First, the industry has moved on. Recreating the Apollo project would mean regressing to a mode of design, construction, and testing that is no longer practiced and would be prohibitively expensive to resurrect.
While the hard work has been done in the sense that the foundation science still exists and the designs are committed to paper, there is much more to actually executing the design. NASA is currently exploring whether to rebuild the Rocketdyne F-1, and they've had to call a lot of people out of retirement to fill in the many gaps. Four years is about the limit of corporate knowledge in aerospace. To this end, we maintain -- in several aerospace companies -- "trickle" programs where we fund the engineering and manufacturing of certain once-critical things at a trickle pace, just so we don't forget how to do it. We've found over the decades that this is far cheaper than trying to get it going again once it's stopped.
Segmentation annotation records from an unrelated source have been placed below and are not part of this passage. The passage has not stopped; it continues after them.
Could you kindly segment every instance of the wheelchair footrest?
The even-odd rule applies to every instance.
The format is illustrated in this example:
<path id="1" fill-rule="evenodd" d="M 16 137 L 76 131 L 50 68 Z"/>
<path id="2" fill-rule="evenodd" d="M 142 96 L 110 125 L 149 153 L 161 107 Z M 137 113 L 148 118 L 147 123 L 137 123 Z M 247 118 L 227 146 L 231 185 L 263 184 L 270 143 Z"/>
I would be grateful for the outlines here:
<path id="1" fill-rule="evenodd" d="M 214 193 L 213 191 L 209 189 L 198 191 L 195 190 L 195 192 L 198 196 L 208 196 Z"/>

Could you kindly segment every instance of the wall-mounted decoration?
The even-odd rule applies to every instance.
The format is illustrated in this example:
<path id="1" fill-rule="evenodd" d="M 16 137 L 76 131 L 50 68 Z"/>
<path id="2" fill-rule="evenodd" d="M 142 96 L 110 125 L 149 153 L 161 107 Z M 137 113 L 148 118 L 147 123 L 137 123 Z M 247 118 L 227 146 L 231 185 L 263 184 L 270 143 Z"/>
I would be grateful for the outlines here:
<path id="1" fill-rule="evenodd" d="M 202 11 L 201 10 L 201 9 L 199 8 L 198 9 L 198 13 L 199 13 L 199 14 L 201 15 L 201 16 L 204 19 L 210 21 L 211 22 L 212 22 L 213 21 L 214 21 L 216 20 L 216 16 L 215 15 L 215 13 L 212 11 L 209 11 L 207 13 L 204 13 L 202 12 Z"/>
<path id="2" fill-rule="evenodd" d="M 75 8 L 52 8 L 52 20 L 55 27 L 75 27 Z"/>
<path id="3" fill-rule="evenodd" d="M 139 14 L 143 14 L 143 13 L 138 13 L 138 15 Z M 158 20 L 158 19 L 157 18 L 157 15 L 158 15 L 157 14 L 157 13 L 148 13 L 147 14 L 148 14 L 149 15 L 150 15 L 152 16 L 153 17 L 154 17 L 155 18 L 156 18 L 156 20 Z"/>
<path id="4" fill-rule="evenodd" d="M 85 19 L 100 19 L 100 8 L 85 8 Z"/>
Sadly the Saturn V is no longer street legal. Not only has the industry changed, but so has the law under which it operates. Nowadays rockets that use frangible and pyrotechnic fasteners have to employ capture devices that prevent the shards from becoming hazardous debris. The Saturns didn't have those. That opens to a broader issue of increased safety concerns. In order to fly the Saturn V again, the design would have to be adapted to bring it "up to code," as they say in the building trades.
And that comes down to the bottom line: If we were going to reproduce Apollo today, we really would want to do a better job of it. While we would certainly build upon the experience of the past -- note how much Orion looks like Apollo, and works like it -- we would need to use modern techniques and comply with modern standards. And that would result in a similar, but different product.